Though most of the characters of ‘Immigration’ are from the Bengali community, most of the associate plots are interlinked with that community’s thoughts and experiences, Bani has very skillfully interlinked some small events of other communities as well for which ‘Immigration’ turns into a Diaspora fiction not only of the Bengalis in Canada, rather of all the immigrants who opt this North American part as their future abode. Along with all those, Bani has inserted many Canadian stories into the main plot for which the novel has achieved a special height. The folk stories of Niagara water fall could be cited as an example in this regard. When Claudia cries out, “We are the first Canadians. This is our land. They are the poachers. They have snatched away our land unlawfully”, we can hear the sighs of many more communities living in Canada and thus the readers feel more empathetic with the overall story-line of ‘Immigration’.
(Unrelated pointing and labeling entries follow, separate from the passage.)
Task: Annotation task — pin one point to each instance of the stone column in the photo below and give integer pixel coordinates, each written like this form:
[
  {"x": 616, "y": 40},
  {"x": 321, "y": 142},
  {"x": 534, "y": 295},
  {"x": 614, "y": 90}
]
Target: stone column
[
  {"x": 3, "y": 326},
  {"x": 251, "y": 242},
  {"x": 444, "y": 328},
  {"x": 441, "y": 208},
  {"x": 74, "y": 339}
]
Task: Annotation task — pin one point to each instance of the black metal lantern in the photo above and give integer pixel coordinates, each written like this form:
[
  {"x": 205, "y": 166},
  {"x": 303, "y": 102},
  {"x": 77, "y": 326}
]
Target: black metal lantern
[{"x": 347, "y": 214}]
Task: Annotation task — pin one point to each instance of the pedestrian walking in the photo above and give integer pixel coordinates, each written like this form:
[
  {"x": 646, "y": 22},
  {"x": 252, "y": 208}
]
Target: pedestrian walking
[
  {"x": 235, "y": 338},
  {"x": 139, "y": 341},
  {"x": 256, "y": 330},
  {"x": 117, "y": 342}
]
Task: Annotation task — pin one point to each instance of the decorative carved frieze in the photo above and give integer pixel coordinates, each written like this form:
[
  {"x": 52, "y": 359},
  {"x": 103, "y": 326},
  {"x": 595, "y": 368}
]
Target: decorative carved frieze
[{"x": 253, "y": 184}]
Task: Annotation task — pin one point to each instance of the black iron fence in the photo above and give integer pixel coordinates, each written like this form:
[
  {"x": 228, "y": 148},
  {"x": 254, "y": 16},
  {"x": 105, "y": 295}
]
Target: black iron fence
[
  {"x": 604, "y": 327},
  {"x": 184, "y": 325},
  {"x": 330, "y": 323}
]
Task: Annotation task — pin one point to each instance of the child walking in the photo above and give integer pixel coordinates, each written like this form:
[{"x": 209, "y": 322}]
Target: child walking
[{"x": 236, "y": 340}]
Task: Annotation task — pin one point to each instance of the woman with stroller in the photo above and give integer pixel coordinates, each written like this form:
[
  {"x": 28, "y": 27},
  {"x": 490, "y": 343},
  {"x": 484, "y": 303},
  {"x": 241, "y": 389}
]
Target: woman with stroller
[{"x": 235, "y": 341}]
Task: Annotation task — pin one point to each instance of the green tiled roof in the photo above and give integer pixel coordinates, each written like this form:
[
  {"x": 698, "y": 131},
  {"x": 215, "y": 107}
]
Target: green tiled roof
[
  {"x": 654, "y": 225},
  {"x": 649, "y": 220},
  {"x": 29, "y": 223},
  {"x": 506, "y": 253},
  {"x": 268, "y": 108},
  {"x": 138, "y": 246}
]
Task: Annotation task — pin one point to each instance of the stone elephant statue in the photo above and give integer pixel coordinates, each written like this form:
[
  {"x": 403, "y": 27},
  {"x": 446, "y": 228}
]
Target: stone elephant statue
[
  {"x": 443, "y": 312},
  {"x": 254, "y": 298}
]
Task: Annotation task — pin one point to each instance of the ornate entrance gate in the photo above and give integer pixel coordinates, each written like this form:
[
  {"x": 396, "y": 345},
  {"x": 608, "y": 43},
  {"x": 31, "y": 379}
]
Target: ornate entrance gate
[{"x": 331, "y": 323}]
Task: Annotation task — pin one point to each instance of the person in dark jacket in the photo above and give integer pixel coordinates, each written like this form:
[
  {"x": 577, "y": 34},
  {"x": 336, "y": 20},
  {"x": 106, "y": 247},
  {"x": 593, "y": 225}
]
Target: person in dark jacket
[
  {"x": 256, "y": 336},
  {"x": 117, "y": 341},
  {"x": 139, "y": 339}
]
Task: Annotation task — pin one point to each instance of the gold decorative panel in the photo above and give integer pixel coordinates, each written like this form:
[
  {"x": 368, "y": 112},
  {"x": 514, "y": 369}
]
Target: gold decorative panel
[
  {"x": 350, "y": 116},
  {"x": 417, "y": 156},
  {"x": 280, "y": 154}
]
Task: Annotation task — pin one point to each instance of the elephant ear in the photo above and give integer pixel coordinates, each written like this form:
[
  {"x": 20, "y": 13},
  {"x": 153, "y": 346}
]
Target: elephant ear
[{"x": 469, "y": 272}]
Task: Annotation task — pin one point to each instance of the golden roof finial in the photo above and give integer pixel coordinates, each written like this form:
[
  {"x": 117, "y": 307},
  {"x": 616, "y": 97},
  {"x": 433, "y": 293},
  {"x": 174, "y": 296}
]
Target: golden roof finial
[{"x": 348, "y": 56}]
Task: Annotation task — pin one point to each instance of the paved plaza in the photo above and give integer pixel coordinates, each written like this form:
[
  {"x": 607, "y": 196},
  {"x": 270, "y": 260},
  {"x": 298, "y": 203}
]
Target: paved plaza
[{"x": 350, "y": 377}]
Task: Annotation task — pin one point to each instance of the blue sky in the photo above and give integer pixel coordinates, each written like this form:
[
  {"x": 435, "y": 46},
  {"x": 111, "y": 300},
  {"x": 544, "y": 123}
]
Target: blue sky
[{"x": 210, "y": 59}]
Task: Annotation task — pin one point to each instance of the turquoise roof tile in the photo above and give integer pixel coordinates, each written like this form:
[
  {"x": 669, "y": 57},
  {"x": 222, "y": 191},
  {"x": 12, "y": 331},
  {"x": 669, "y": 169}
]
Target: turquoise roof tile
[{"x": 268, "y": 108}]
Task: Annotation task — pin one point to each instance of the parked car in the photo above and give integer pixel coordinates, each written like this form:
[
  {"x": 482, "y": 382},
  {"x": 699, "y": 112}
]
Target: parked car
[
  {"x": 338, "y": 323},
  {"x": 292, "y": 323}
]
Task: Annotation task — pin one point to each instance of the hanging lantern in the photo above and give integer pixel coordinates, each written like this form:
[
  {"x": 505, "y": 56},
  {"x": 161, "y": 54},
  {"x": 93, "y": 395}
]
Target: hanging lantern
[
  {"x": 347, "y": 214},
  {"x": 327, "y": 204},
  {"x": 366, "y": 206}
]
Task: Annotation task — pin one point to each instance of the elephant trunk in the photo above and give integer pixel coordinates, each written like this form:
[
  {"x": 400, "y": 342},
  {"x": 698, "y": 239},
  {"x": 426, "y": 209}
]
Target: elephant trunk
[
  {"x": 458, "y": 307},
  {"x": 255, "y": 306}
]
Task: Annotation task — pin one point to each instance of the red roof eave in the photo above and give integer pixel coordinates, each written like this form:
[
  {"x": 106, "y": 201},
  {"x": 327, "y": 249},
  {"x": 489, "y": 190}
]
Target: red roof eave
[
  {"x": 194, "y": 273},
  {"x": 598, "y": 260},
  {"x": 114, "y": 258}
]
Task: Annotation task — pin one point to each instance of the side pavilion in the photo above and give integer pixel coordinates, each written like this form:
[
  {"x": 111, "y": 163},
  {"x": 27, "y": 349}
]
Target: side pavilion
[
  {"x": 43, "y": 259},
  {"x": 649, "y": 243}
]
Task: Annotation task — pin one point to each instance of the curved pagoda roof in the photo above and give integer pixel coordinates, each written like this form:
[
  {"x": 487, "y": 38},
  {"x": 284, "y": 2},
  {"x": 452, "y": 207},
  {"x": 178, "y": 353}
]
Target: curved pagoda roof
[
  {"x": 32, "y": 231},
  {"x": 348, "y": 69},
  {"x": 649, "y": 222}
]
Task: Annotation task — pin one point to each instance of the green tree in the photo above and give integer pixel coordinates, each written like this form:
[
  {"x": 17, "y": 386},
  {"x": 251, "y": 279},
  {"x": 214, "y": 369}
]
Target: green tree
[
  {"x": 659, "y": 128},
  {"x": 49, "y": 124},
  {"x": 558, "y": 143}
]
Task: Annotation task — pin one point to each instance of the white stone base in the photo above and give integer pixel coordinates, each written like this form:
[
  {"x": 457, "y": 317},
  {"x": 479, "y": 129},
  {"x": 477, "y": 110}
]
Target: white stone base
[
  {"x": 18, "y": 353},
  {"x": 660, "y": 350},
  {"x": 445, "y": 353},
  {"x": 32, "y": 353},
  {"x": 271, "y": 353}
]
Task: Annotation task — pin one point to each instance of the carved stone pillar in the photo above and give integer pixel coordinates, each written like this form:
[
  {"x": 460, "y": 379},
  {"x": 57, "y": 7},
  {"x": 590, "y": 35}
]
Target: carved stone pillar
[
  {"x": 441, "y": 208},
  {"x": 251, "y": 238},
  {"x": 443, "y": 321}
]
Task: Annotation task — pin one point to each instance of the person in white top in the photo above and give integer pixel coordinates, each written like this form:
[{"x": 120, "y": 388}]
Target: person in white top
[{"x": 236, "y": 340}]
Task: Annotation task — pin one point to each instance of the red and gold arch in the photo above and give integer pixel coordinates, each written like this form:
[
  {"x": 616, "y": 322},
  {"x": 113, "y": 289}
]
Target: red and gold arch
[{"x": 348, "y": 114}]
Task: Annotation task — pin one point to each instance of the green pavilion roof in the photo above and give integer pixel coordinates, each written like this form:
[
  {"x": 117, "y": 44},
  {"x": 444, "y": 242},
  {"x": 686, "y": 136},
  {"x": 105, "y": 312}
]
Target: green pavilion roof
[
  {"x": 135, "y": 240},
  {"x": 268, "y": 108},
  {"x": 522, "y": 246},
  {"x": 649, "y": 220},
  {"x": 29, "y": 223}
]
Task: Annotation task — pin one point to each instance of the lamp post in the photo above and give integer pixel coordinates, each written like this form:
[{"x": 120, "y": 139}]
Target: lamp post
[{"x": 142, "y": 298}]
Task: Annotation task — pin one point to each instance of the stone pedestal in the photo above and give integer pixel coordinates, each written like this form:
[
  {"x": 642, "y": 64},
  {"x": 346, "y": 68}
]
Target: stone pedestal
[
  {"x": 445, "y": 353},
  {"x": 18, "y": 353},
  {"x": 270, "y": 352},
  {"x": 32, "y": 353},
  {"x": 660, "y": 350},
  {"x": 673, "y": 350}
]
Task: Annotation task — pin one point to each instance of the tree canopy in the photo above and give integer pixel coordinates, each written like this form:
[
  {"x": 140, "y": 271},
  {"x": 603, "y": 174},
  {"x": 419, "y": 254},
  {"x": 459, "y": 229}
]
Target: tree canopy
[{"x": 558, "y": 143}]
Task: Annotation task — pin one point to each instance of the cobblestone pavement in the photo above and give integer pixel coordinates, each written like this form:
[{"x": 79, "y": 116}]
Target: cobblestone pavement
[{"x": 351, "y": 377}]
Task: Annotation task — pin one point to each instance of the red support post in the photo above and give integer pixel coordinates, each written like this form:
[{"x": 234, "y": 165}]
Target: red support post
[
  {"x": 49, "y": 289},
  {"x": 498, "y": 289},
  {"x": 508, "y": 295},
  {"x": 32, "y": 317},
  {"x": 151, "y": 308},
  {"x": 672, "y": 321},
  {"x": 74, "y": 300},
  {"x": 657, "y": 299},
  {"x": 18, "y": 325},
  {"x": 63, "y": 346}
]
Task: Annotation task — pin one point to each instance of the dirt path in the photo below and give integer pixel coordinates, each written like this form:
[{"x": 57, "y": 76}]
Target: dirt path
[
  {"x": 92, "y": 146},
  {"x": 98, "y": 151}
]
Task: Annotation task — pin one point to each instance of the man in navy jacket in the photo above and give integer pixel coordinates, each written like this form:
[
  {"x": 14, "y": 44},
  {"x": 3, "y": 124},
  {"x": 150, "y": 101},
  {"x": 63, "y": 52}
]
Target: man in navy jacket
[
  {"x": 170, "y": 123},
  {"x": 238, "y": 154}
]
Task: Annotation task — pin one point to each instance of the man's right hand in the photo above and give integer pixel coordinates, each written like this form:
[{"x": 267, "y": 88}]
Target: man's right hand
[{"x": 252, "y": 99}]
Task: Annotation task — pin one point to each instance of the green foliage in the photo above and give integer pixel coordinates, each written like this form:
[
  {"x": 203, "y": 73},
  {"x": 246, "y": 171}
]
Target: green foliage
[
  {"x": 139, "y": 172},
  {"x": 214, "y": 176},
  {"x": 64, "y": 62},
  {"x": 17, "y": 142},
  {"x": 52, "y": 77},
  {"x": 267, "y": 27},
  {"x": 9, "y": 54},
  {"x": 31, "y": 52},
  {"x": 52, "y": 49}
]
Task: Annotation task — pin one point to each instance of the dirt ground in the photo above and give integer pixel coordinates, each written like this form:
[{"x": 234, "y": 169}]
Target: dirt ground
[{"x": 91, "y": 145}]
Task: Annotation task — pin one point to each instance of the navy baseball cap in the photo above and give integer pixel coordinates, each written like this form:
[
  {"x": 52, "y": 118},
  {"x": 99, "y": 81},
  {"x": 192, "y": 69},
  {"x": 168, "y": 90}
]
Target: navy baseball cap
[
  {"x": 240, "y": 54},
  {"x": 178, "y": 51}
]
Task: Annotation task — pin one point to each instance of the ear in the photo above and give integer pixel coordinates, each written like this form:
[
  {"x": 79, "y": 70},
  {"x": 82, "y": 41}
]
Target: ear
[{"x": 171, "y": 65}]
The publication ceremony of this truly worthy book took place on 22 June in Toronto. Chaired by Syed Muhammad Shahed, the former DG of Bangla Acdemy, the programme was addressed by Borhanuddin Khan Jahangir as the Chief Guest. Through this small piece I have tried to congratulate Salma Bani on her great achievement in fiction writing and poet Delwar Elahi on his positive attitude to me to invite to the publication ceremony. If Delwar did not do that, possibly, it would take more years for me to read a book by Bani. I am happy that with hundreds of major Bengali novels I am the reader who has also enriched himself reading one of the best Bengali novels of the new century. Moreover, I am elated that Bani, in her ‘Immigration’ has been able to articulate the similar largeness of the perspective that Debesh Roy has encompassed in his epic novels ‘Tista Parer Brittanto’ and ‘Somoy Osomoyer Brittanto’. The life that Bani has presented to her readers has a complete emancipation. It has many characters none of which seem incomplete. Its depth touches every reader, its narration satiates every mind and its language befits the demands of the context.
Hail to Salma Bani for her epic creation ‘Immigration’, one of the very few excellent novels that Bangla language has produced in the recent decades.